Minimising underinsurance
The economic implications of insurance – such as affordability and accessibility - are closely tied to social outcomes. Underinsurance is a critical case in point. Realising that your home or car is not comprehensively insured is highly stressful at the point of claim. Our customer service operators are trained to give information that helps our customers select the appropriate level of cover. We also provide free online insurance calculators that provide guidance for customers and the community in measuring their own risks.
In July 2005 we published a report called “What You Need to Know About Insurance: Would Have. Could Have. Should Have.”. The report details how an insurance premium is calculated as well as how to ensure customers have the appropriate level of cover. The report also provides tips on how customers can reduce their own risks and therefore influence the price of their own premiums.
In addition, the “Insure Your Stuff” campaign in New Zealand raises awareness of the risks of underinsurance in the university student community. University students are often unaware of the risks they face by not insuring their possessions, particularly as they are a frequently targeted group for burglary and crime. Representing the State brand, our sales team visits seven major universities during orientation week and provides information on how students can protect their “stuff”.
Taking a holistic approach to asset management
IAG Asset Management (IAGAM) is an integral part of our business. We invest some of the money we receive in the form of premiums to ensure there are adequate reserves in place to pay our customers’ claims, and we invest the capital back into our business. The investments held to pay future claims are largely invested in highly rated bonds while the Group’s capital is largely invested in equities.

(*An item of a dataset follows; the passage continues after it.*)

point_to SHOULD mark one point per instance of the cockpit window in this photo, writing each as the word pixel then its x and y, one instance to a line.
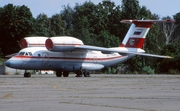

We apply a rigorous set of criteria to our equity investment portfolio, with the ultimate goal of identifying investments that deliver long-term value. In our view, measures of long-term financial success- such as earnings growth and rising return on equity (ROE)- are linked to non-financial measures like the quality of relationships with employees and the community. We look at both types of measures when determining where we should invest.
As part of our research process, our IAGAM analysts meet with companies in which we may invest or are already invested. They directly assess whether these companies are taking into consideration economic, social and environmental factors that will impact on their long-term performance. Examples of such factors include:
- company behaviour towards employees, including issues such as employee turnover, share ownership, performance objectives, customer satisfaction and safety;
- assessing the cultural imperatives of the company;
- corporate governance, including a review of directors, accountability and compliance with generally accepted standards;
- community interaction such as how the organisation is viewed by the communities it operates in and how the company contributes to charities; and,
- environmental risk management of operations.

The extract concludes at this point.